As a wannabe writer, I find nothing as motivating as learning about famous writers when they were just starting out. What were they like before they were well known, before they knew they had made it?
Today, the focus is on William Golding, best known for LORD OF THE FLIES. The information comes from John Carey’s excellent biography, THE MAN WHO WROTE LORD OF THE FLIES. Though now viewed as something like a one trick pony, Golding wrote a number of other novels (many of them have fallen in stature since release, but in his lifetime later works such as DARKNESS VISIBLE and TO THE ENDS OF THE EARTH received wide acclaim), a couple nonfiction pieces, some plays, and exactly one collection of poems.
That collection, aptly but boringly entitled POEMS, came remarkably early in his career, with the book published when he was 23 and most of the content written during his college years. His next published work, LORD OF THE FLIES, would not be released until 20 years later.
What happened in the interim?
Golding was still writing, mentioning in a letter from the late 1930’s a novel he was at work on, though it is unknown if he ever finished the draft. Short stories and poems also flowed from his pen, but few if any were picked up.
Golding began to work on larger projects after the war. The first, SEAHORSE, was a nonfiction account of sailing while also training for D-Day. While his other nonfiction works are mostly collections of essays, lectures, or travelogues, this is a straight biographical account.
His next two would be novels, though still drawing on his life experience. CIRCLE UNDER THE SEA features sailing as a prominent theme in the story of a man trying to discover treasure on an island. And, although he wrote in the evenings, Golding needed a day job, settling on being a teacher. His next novel, SHORT MEASURE, is a drama set in an English boarding school, and was considered by publishing houses before ultimately getting rejected. None of them have been published, even posthumously.

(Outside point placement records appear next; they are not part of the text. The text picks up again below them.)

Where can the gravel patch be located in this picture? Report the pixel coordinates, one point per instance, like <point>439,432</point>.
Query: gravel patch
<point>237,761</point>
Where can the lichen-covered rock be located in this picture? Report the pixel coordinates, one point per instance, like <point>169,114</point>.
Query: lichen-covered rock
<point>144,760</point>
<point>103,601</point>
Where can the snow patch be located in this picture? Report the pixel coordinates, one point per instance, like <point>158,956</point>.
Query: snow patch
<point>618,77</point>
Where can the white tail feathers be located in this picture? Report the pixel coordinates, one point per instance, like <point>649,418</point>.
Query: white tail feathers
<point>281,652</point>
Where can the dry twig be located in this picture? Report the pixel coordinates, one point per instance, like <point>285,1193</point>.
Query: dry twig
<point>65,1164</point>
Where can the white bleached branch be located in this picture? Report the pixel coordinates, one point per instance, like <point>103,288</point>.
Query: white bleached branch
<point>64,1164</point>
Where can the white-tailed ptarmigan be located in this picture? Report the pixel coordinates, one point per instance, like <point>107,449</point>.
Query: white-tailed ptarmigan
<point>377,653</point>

For anyone doubting themselves, just remember, Golding wrote at minimum three and a half extended prose pieces, along with a good amount of poetry and miscellaneous works before his first novel hit the market. He was 43 years old. Whatever one thinks of Golding, whether he is a one trick pony or a stain on the Nobel (I disagree with both thoughts), it is impossible to deny that he let rejection halt his dreams.